Later investigation showed that this wine would probably be priced around $14 or thereabouts, although the following day there was an interesting development regarding from whence this bottle had originated.

After speaking with my wife it transpired that the lady who collects the bottles and cans from our recycling had left this bottle as a gift for us, no doubt due to the revenue she makes that is testament to my occasionally questionable beer and wine consumption. The lady in question, June, is something of a local legend. I’m imagining that she had probably come across this bottle in someone else’s recycling, discarded by somebody who thought of it as not good enough to drink or past its use by date, and decided that as I evidently enjoy a great deal of red wine, that this would be a relevant thank you present. I must thank her the next time I see her on the street.

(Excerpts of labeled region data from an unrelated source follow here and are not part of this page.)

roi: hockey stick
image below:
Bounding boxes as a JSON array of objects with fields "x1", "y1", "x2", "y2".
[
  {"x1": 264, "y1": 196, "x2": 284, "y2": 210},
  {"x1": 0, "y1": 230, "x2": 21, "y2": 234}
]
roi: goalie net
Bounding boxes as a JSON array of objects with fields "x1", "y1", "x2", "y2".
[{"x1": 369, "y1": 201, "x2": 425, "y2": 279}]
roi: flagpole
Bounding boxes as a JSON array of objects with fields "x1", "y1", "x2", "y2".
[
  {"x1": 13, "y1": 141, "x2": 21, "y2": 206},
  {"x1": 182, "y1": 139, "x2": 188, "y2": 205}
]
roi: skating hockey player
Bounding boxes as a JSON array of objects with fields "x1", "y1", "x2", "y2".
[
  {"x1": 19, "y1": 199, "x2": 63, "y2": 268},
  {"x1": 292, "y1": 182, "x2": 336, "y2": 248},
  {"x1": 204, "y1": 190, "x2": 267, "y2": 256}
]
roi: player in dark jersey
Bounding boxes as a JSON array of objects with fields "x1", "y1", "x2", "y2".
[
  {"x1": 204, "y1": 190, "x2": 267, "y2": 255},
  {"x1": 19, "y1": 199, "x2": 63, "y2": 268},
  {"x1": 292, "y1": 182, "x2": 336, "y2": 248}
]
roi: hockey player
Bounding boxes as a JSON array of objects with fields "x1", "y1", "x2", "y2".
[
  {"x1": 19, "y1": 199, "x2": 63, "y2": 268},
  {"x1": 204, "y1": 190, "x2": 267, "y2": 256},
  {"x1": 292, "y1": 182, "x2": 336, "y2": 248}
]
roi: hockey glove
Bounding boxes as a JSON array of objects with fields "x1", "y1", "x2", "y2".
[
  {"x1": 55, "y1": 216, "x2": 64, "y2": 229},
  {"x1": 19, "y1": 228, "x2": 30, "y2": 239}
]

The moral of this story is that I feel people shouldn’t write off any wine, even one that looks way past its prime, until you have given it a fair shot. 

And that I should start stashing away more inexpensive wines.


(Four apples out of possible five – as a purely academic exercise)

 


Jamie Drummond

Edinburgh-born/Toronto-based Sommelier, consultant, writer, judge, and educator Jamie Drummond is the Director of Programs/Editor of Good Food Revolution… And he loves to study wines as they are falling apart.